In my years as an adult, I’ve noticed that life happens in seasons.
First, there was the season of weddings. This season began right after college ended and continued throughout my twenties, as a young adult. So many weddings. I was a bridesmaid eight times. Twice a maid of honor. I attended more wedding and lingerie showers and bachelorette parties than I can remember.
The next season was the season of babies. All my newly married friends started to have babies. My siblings were having babies. Multiple babies. My best friends were having babies. My coworkers were having babies. So many baby showers. Showers for first babies. And second babies of a new gender. And diaper showers. And gift card showers.
After that, the seasons took a darker turn.
We entered the season of losing parents. For me, this season overlapped with baby season. It was the darkest period of my life thus far. This season has picked up steam recently and shows no signs of slowing down.
And then the season of our friends getting cancer. Three in one week, actually. I cannot think of a more helpless feeling in all the world than a cancer diagnosis. Life becomes a mess of appointments and statistics and paperwork. Priorities suddenly force themselves into a new and unexpected and unwelcome order.

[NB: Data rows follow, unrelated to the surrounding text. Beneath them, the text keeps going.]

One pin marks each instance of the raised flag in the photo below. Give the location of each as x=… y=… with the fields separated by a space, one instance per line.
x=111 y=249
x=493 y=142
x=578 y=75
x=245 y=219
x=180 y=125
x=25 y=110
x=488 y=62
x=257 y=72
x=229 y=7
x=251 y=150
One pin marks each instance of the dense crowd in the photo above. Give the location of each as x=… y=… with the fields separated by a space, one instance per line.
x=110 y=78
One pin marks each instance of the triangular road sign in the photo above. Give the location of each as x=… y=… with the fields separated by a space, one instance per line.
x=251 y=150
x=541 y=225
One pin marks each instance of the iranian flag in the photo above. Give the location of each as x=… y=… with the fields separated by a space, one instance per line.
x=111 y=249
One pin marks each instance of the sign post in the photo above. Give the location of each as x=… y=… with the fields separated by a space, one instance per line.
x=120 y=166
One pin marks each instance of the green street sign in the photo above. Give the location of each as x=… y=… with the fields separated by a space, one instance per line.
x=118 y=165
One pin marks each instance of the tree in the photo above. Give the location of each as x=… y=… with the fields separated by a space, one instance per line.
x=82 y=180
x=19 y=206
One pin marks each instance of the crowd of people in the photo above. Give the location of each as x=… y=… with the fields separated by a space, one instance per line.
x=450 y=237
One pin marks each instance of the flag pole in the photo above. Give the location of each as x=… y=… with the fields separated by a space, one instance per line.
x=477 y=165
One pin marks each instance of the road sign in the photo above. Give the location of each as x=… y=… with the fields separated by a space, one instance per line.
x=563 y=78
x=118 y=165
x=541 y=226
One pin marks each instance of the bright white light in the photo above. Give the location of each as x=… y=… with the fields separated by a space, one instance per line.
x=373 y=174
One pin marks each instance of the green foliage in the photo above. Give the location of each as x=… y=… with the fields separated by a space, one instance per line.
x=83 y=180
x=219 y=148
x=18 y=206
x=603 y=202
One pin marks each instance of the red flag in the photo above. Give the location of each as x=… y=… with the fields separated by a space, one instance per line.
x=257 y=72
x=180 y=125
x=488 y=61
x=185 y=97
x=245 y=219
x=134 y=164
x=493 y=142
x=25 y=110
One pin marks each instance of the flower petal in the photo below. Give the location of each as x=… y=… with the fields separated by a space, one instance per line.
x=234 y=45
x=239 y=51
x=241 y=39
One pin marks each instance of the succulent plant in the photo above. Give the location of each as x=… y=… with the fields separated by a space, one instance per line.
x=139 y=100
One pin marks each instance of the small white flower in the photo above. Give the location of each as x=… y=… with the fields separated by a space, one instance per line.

And now, the newest season … we have entered the season of divorce. Remember all those marriages above? Many of them are ending now. Friends are splitting up. Families are fracturing. It’s a heartbreaking, heavy season that feels in some ways a lot like the cancer season. Is there such thing as heart cancer? Because that’s what this season feels like.
I don’t know whether this is just the cycle of life on this beautiful, broken planet. Whether the season of divorce is to be expected. Or perhaps those other dark seasons are compounding the stress of the already treacherous journey called marriage.

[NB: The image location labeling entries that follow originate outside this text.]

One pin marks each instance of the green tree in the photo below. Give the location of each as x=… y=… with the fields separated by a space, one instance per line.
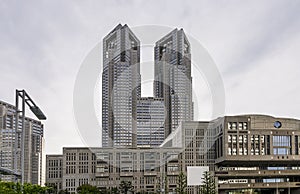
x=166 y=185
x=64 y=192
x=87 y=189
x=17 y=188
x=181 y=183
x=208 y=184
x=125 y=187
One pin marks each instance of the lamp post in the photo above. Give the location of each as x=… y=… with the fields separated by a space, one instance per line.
x=25 y=100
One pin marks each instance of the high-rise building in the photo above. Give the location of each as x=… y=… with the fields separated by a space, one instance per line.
x=120 y=87
x=173 y=81
x=10 y=145
x=150 y=121
x=245 y=154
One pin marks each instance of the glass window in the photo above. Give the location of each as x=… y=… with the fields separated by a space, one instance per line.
x=281 y=145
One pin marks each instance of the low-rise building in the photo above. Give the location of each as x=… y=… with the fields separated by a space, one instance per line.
x=245 y=153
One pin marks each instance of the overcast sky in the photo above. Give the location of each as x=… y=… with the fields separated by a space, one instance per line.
x=255 y=45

In the middle of each one of those dark seasons, everything in me screams “Something is wrong! This should not be a season!”

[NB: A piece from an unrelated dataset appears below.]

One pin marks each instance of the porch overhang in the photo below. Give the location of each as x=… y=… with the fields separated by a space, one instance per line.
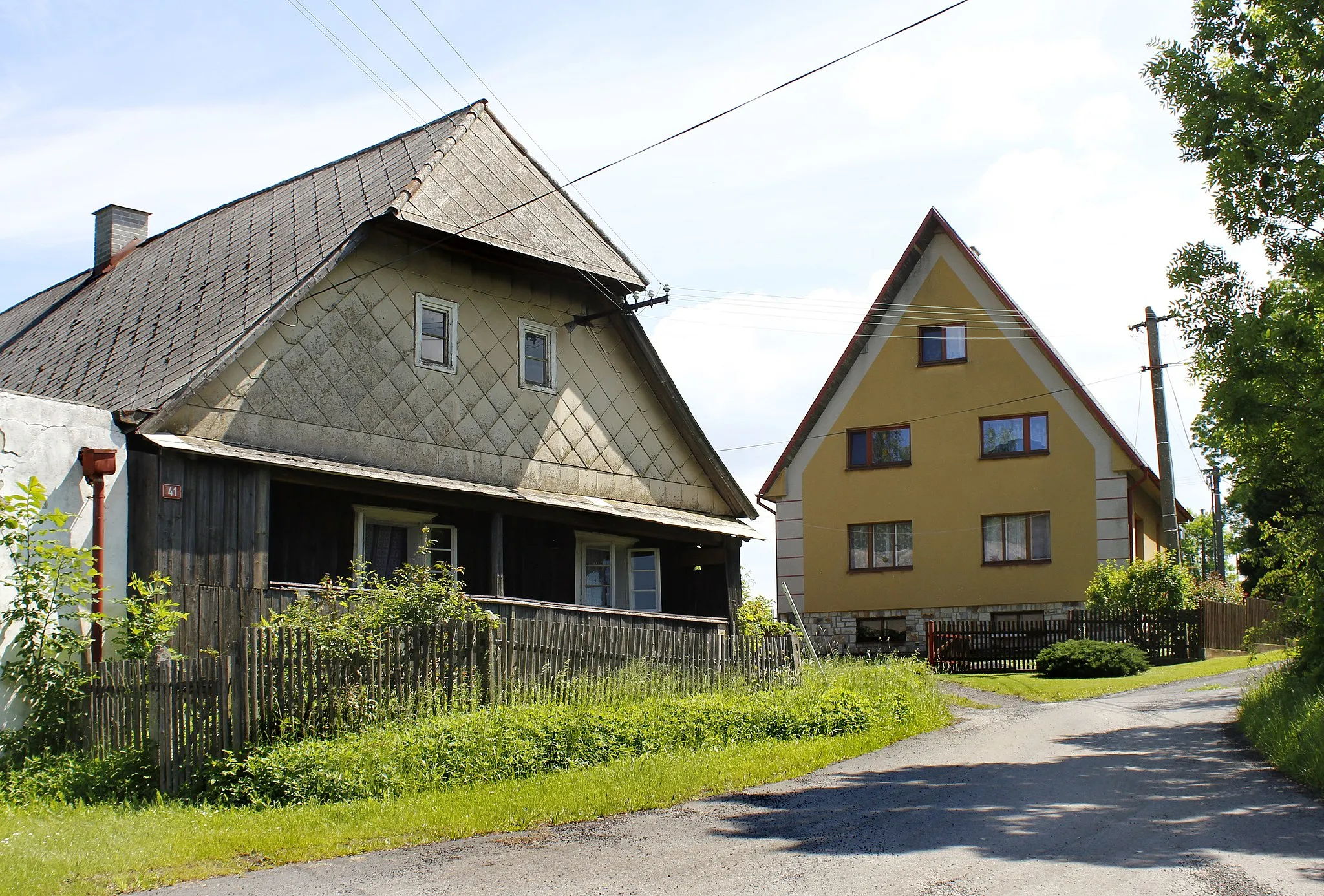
x=583 y=503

Today my heart is breaking with the pain of failed marriages. I cry tears of empathy and solidarity with my friends fighting so hard to save their own marriages. I read posts from people in the spotlight whose pain is no less real but on display for the world at large. I beg God to comfort the deep pain and loneliness and restore the broken relationships.
I know one day full restoration is coming. But until that day, I will fight with everything in me for my marriage and on behalf of those I love who are in the same fight.
For I cannot do anything else.
Thank you for your honest and heartfelt words and observations. 🌿 I have not read many of your other blogs yet, but what I have read touches my soul. I only came across your “Compassion Fatigue…” blog in August and shared with many. It really resonated with much of what I had felt on and off over the last 6-7 months. Thank you for sharing your “words.” ❤️🙏🏻
Darla, thank you! Sharing the hard stuff is cathartic for me and so I’m glad to know others are connecting to my words too.